Axios quoted DSCC Chair Senator Gary Peters on Tuesday, saying Florida and Texas “are real, and we hope to get resources into those states.” The report also noted, “Democrats are contemplating a late blitz in the Florida Senate race … While air time hasn’t been officially booked, Democratic sources tell us they expect the DSCC to make a splash in Florida in the coming weeks.”
Ok. But “hope to”? “Coming weeks”? We are less than six weeks from Election Day!

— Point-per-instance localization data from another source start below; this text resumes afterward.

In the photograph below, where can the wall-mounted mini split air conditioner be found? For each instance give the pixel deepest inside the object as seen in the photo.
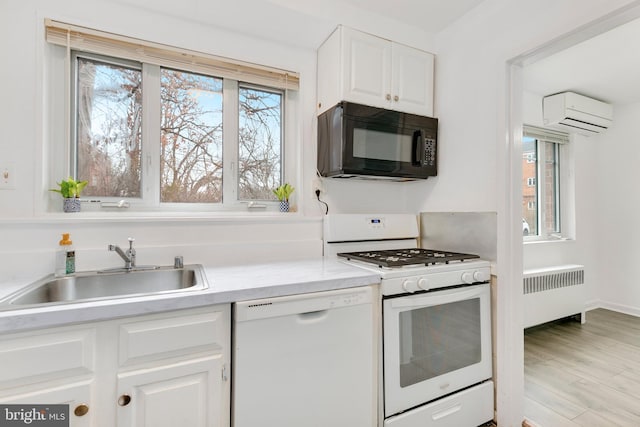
(571, 112)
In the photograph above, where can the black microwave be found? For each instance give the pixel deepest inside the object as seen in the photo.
(359, 141)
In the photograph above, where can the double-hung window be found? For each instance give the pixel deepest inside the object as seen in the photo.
(149, 128)
(541, 181)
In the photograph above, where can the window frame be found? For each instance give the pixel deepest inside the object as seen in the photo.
(150, 174)
(64, 38)
(544, 139)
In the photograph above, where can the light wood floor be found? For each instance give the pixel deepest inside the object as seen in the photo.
(584, 375)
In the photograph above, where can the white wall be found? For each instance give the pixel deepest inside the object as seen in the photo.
(581, 224)
(257, 31)
(617, 200)
(472, 95)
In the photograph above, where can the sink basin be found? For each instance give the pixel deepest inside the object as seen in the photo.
(111, 284)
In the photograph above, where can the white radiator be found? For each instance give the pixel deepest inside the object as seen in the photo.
(553, 293)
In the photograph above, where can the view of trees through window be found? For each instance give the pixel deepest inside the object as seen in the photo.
(109, 112)
(540, 187)
(191, 137)
(260, 143)
(109, 128)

The hesitation is somewhat understandable. Peters, according to the Washington Post, “felt abandoned in his [2020] reelection bid in notoriously purple Michigan, as national Democrats poured tens of millions into ultimately hopeless places such as South Carolina and Iowa. As those races turned into mirages, Peters barely hung on, winning by less than two percentage points. So when Peters took over the DSCC the following year, he kept his focus on the states that seemed most winnable.”

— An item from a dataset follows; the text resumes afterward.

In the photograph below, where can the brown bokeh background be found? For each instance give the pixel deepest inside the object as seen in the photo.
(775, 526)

Siphoning significant money from other races, even those where polling looks good, is probably wise. Any Democratic money spent in Florida and Texas will probably be met with more Republican money, especially from the free-spending multimillionaire Scott. Getting into a money race could quickly deplete Democratic coffers.
Democrats cannot expect to win either race by outspending Republicans. But Allred and Murcasel-Powell could use a public signal that the national Democratic Party sees their races as genuinely competitive right now. This will generate news coverage and stimulate small donor giving. As soon as possible, one good-sized check to each campaign would do the trick.
“What about Nebraska?” some of you might be asking. The Cornhusker State race features left-leaning independent Dan Osborn against Republican incumbent Deb Fischer. Osborn is a Navy veteran and labor union leader with a gruff, regular guy vibe. The state Democratic Party eschewed nominating its own candidate to ease Osborn’s path. What little polling we’ve seen shows a surprisingly close race, with Osborn behind one or two points. But his level of support is only in the low 40s. Getting to 50 percent will be a stiff challenge in a red state. An internal poll from the Osborn campaign released this week has him up one point, but internal polls should always be treated with suspicion.
Whatever Osborn’s chances are, they can’t be helped with national Democratic money. His campaign is premised on complete separation from Democrats. He even says he wants to form an “independent caucus” in the Senate. A Democratic cash drop would taint his brand.
Democrats must be clear-eyed. The Senate map does not look good. They can only keep control by winning at least one state where they are behind. Money will have to be spent in longshot races. Worrying about “wasting” money does not make sense when Senate control is on the line.